On Tue, Aug 25, 2020 at 5:03 PM Jon Paris <jon.paris@xxxxxxxxxxxxxx> wrote:

I spent 6 weeks trying to find a big in the S/34 COBOL compiler ... turns
out it was mostly due to an idiot programmer whose twiddling of bits in an
instruction didn't actually do what his comments said! It did the
opposite. But as you know the debugging was primitive to put it mildly.
Takes a long time to debug when stepping one instruction at a time!

And no - i don't remember it fondly!



On Aug 25, 2020, at 4:49 PM, Bruce Vining <bruce.vining@xxxxxxxxx>
wrote:

Jon,

Oh no, PL/MI is nothing like assembler (which I'm well aware you know).
I'm talking 370 and (does anyone remember it?) the S/34. Oh those were
the
days, microfiche for the operating system and away you go :)

On Sat, Aug 22, 2020 at 5:10 PM Jon Paris <jon.paris@xxxxxxxxxxxxxx>
wrote:

"Assembler" as in PL/MI Bruce ? I suspect that even MI would be too high
level if you really want to bit twiddle!

Interestingly had the original question been about C or MI I could
understand it since they still have utility. It was ancient RPG that
got me
and (at the time) I didn't know we were talking V5R4.



On Aug 22, 2020, at 3:07 PM, Bruce Vining <bruce.vining@xxxxxxxxx>
wrote:

I feel a great appeal to the way the (older) machines are engineered

I agree. In a similar vein, my favorite language is assembler though
assembler is NOT at the top of my productivity languages. But it is so
fun
:)

On Sat, Aug 22, 2020 at 2:59 PM Patrik Schindler <poc@xxxxxxxxxx>
wrote:

Hello Jon,

Am 22.08.2020 um 19:38 schrieb Jon Paris <jon.paris@xxxxxxxxxxxxxx>:

Each to his own perversion I guess.

Exactly.

Messing with a Commodore is fun though (albeit slow fun) but fixed
from
RPG?

Where's the fun in cumbersome PEEK and POKE because of the limitations
of
the ROM-Basic? How can it be fun to put your programs on really slow
audio
cassettes, with the need to manual adjust volume for omitting
distortion?
Where's the joy about sitting in front of an old, blurry and 60 Hz
refresh
TV giving you a headache from flickering? How can even typing on that
dreaded keyboard even be fun?

Maybe this helps you understand. ;-)

Sorry the joy completely escapes me - it is not as if the world needs
any more examples - there are enough of them out there.
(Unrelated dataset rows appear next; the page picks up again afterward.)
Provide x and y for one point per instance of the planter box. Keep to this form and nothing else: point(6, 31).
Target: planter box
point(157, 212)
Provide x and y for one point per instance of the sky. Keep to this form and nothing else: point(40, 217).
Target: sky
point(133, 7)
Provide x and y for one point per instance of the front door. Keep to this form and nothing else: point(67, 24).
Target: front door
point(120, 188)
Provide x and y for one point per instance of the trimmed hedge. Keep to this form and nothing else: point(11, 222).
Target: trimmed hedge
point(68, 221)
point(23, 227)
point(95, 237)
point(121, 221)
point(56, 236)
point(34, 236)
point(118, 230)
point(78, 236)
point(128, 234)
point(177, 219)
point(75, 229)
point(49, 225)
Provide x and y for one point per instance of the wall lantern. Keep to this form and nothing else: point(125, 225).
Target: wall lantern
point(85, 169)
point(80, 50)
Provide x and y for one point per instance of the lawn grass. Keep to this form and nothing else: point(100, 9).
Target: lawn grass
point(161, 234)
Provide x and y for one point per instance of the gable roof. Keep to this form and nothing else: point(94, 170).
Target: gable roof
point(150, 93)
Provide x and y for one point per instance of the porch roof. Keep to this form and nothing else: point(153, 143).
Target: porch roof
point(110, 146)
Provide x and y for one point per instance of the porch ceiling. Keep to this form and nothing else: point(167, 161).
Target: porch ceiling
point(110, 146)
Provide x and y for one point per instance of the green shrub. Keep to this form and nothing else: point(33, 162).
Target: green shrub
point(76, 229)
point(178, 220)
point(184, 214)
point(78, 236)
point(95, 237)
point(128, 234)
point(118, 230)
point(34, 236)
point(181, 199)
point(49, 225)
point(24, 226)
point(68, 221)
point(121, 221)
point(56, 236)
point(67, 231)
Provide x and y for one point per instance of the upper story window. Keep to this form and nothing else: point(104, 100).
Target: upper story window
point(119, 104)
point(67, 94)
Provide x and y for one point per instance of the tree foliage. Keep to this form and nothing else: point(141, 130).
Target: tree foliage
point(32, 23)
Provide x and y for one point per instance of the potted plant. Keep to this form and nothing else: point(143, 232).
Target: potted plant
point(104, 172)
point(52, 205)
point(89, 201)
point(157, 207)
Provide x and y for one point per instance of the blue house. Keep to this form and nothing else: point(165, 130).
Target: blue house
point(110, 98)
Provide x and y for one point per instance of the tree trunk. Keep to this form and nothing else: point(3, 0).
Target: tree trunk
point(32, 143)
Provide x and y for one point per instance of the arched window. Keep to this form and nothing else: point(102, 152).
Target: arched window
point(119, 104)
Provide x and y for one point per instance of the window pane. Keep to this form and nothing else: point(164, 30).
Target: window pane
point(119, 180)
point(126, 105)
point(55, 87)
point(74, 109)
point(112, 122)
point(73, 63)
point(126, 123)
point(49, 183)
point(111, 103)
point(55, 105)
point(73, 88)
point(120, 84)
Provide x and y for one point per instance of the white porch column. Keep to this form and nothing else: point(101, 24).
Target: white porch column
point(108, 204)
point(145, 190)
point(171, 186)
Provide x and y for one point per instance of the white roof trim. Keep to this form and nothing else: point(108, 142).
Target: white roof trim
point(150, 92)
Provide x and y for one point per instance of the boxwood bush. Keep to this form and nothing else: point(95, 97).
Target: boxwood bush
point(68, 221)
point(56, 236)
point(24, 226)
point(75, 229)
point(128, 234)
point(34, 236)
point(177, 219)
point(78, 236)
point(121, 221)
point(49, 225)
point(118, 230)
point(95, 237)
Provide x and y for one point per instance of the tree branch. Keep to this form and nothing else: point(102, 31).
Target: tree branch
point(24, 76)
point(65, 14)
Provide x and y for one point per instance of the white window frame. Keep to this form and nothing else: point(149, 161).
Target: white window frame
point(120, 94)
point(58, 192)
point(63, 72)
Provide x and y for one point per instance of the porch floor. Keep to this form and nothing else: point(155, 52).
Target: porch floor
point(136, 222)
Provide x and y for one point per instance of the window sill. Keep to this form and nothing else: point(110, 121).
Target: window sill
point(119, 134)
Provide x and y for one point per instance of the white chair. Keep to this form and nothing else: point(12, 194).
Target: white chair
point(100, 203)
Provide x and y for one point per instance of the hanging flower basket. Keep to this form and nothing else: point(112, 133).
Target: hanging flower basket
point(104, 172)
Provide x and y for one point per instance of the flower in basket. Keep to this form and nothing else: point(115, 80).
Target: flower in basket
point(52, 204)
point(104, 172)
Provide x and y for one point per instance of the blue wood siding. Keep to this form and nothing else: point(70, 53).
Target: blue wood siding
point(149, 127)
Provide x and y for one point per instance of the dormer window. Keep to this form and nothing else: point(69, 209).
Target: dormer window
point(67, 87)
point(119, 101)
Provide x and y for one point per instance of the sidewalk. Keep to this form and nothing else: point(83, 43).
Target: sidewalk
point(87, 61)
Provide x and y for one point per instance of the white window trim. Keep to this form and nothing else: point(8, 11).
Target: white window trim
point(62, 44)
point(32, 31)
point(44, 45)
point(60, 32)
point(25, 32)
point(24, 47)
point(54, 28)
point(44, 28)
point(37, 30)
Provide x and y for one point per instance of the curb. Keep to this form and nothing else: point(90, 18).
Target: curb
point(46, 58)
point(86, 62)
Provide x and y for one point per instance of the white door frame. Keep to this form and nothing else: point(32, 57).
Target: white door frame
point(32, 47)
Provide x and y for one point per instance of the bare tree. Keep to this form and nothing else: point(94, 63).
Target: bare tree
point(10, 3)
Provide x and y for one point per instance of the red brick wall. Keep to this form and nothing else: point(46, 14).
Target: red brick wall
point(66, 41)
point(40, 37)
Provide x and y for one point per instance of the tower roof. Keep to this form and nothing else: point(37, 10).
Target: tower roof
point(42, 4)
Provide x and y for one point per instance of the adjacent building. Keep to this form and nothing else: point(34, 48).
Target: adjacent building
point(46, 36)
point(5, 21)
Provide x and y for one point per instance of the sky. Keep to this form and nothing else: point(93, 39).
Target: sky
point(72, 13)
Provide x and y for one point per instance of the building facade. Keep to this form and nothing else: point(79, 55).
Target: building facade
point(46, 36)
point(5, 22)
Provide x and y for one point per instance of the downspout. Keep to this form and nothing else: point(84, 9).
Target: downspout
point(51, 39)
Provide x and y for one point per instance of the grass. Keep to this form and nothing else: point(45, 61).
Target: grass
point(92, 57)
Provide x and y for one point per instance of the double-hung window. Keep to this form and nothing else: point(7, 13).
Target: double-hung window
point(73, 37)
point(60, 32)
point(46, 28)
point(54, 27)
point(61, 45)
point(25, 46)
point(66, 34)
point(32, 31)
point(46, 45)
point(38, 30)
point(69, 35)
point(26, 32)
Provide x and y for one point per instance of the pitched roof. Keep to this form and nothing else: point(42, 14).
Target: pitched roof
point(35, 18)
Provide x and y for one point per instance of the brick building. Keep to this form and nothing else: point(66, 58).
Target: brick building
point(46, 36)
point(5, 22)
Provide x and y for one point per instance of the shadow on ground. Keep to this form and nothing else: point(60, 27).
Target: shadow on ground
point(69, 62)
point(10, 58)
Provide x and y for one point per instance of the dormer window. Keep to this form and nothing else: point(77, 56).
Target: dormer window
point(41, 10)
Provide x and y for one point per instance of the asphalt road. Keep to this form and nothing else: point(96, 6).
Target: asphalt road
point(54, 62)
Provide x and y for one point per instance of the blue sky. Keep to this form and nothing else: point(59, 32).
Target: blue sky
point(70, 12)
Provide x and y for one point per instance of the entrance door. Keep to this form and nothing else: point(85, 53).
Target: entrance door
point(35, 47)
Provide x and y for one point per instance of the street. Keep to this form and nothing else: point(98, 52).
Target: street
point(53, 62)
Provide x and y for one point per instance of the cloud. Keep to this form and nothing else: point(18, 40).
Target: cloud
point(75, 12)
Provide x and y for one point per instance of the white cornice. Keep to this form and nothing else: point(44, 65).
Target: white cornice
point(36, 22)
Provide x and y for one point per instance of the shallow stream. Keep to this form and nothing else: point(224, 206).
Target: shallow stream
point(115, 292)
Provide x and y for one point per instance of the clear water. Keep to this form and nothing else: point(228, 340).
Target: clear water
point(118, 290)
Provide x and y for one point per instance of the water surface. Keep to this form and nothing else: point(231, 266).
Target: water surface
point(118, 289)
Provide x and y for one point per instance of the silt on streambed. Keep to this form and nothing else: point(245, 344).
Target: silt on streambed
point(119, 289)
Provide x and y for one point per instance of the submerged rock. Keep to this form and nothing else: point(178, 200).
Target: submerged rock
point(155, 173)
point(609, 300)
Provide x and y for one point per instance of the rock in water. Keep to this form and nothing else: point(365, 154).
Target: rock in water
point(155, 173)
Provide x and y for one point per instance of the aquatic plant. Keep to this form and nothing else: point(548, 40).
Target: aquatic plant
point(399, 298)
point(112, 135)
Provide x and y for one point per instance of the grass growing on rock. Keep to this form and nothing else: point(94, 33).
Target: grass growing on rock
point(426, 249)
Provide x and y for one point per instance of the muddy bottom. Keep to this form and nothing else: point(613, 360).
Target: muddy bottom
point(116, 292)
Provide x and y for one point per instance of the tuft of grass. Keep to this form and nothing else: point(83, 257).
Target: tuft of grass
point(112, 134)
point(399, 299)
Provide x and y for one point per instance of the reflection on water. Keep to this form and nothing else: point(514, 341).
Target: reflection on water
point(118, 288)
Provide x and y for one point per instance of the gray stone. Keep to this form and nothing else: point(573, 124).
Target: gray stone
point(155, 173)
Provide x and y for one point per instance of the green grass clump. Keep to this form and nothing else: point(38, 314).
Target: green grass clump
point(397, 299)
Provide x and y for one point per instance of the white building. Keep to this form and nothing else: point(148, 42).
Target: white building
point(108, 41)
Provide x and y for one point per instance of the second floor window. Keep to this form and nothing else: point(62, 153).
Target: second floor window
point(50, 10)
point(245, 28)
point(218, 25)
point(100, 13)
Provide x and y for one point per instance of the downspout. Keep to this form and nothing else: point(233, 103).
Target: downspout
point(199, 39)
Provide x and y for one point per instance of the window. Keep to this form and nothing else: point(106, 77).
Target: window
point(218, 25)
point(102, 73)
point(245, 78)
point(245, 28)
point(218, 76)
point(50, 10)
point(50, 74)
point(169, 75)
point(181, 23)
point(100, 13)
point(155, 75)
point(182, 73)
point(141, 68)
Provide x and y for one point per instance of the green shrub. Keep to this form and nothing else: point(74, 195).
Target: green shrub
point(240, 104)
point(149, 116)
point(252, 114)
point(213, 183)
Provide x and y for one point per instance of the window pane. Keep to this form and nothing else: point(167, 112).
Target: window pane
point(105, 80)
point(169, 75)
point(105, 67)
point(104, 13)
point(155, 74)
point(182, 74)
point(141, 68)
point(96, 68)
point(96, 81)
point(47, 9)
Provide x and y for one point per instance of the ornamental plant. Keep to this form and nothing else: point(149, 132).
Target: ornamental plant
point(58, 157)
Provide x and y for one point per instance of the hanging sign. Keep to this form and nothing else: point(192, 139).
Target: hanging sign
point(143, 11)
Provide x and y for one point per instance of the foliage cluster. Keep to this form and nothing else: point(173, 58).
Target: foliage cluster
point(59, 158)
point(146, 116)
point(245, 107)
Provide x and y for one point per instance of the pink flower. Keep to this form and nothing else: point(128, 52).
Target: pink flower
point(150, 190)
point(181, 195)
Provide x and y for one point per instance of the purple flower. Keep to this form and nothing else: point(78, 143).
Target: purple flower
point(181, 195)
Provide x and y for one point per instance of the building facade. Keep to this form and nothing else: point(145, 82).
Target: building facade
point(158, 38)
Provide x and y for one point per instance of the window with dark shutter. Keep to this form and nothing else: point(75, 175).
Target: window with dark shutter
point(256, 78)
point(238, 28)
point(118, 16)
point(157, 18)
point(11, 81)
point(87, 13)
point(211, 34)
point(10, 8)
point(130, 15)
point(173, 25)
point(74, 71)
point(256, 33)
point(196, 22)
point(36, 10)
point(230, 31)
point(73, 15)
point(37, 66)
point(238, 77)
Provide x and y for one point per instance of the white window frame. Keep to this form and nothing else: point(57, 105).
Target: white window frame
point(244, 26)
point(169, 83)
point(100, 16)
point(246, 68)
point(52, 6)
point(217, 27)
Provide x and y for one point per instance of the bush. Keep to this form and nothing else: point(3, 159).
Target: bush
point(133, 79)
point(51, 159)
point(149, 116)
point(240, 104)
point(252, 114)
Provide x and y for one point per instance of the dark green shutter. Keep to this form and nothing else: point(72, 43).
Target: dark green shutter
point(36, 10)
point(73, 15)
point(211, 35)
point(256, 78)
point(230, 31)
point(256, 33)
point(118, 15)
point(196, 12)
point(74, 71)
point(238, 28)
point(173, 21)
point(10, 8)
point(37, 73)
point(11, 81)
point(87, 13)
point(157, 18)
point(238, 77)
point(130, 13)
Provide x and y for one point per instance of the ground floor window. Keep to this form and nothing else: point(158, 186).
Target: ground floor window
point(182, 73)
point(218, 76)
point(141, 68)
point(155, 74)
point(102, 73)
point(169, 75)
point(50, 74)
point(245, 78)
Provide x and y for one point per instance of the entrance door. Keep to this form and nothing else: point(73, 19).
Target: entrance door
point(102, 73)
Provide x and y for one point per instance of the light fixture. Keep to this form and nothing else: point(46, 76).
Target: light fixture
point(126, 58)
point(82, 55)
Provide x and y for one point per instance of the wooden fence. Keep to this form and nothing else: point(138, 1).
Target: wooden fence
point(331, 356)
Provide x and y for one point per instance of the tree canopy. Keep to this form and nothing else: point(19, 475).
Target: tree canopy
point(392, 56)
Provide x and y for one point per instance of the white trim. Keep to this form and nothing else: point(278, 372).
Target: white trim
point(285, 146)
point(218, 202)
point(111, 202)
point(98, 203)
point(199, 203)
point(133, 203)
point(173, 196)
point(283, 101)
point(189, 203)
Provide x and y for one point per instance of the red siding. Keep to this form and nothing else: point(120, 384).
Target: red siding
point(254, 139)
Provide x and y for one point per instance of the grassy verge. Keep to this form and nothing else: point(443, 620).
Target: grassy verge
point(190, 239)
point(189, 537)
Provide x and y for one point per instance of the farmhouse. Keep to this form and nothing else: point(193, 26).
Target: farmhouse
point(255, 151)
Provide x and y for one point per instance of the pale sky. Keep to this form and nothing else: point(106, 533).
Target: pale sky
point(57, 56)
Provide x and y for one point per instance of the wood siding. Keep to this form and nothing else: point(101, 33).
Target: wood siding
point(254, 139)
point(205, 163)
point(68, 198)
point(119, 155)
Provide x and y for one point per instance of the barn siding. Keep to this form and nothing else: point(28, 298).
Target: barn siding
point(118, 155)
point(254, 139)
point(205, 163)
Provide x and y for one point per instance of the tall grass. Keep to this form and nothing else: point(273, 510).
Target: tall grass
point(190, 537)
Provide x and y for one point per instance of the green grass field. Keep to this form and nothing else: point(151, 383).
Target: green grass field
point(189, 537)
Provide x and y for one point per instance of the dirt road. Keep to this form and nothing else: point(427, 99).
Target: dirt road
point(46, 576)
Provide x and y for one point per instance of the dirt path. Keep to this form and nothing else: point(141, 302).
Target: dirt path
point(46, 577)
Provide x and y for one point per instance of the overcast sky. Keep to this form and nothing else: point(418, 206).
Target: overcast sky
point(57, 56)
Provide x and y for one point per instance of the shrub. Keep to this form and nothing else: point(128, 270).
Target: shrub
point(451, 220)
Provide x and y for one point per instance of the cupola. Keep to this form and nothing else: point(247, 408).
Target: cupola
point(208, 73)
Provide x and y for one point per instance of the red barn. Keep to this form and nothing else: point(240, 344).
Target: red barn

I guess because you're doing IBM i for a living, and you've gone
through
all the modernization features you learned to love, I assert you have
a
different, professional view on the topic. :-)

My first real AS/400 experience started not much more than a decade
ago,
from zero, with a model 400 with a license V4R4 and erased disks. Even
my
solid background on Linux and Networking wasn't of much help. I'm not
doing
all of that for a living, but because I can, because I want and
because
I
feel a great appeal to the way the (older) machines are engineered.